Why Is A Query Slow?

by Szymon LipiƄski

A couple of days ago a colleague of mine had quite a normal problem. A query was slow. The whole application was written in Java, using Hibernate, all the tables were really small.

There were about 30 rows in one table. 10 rows in another. One small join. One call of a PostGIS function.

The query took several seconds to return just about 20 rows. Quite bad.

My first try was of course checking how much time the query runs. The problematic time of a couple of seconds was the time the application needed for getting the data. This was not the time needed by database. Sometimes they differ a lot, so that was my first idea.

We changed the log_min_duration_statement to 0 in the postgresql.conf to log all the queries, even the shortest ones. Then we run the application and had a bunch of other queries in the log. We found the proper query, rerun that with EXPLAIN ANALYZE… and the query finished after 50 ms.

It just confirmed my assumptions. The query was fast.

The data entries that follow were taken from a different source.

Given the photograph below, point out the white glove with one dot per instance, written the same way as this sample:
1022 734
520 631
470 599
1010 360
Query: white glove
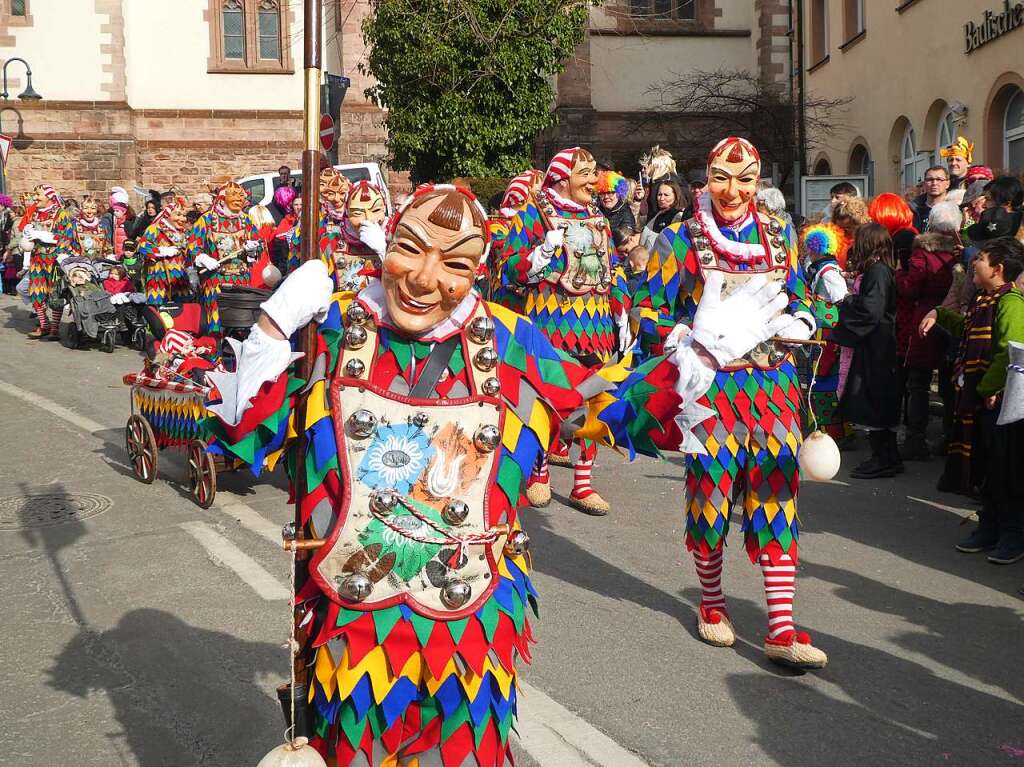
728 328
798 328
553 240
626 338
372 236
207 262
539 259
303 296
677 336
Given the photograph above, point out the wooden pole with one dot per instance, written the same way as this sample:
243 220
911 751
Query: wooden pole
309 249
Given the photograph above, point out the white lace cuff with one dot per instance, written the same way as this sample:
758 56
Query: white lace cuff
259 358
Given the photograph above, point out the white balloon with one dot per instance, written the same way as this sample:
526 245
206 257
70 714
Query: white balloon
819 458
296 754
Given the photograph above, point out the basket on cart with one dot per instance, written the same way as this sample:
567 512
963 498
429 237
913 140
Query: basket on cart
169 414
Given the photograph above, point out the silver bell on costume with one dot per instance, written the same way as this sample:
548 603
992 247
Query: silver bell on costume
354 368
355 337
456 594
455 512
383 503
361 424
487 438
481 330
356 313
517 544
355 587
296 754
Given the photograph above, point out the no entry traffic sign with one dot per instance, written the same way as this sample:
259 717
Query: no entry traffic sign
327 132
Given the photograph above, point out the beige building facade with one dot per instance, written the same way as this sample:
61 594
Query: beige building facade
919 73
162 94
609 92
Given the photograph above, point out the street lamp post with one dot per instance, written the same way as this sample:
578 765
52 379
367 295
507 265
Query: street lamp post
29 94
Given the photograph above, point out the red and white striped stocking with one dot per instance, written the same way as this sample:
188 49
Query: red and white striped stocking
780 587
540 473
710 573
582 470
41 316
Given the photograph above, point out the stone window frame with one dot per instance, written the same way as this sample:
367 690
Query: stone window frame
11 19
702 22
251 65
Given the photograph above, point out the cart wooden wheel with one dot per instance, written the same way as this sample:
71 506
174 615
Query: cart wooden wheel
202 474
142 451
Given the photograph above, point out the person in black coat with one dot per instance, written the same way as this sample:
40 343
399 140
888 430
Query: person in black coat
867 325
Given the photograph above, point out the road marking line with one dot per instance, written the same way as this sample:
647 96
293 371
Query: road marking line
555 736
957 510
251 519
552 734
50 407
226 553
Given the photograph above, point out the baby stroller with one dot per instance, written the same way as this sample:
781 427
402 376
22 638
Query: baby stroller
129 306
88 313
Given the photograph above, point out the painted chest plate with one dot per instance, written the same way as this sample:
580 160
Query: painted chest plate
413 526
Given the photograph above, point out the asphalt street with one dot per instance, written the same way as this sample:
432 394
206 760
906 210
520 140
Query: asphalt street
146 631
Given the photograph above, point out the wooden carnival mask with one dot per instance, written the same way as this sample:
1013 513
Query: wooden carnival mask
365 204
334 187
235 198
733 170
431 262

What was slow then? The query was fast, downloading the selected data was slow.

It turned out that the 30 geometries in the table were quite huge, something like a couple of megabytes for each. The problem was not with the query, but with the speed of downloading the data.

Too often programmers think that adding an index to a database makes that database faster (in fact it makes it slower but I will write about that another time).

The index should be added when needed, after careful checking what the real problem is.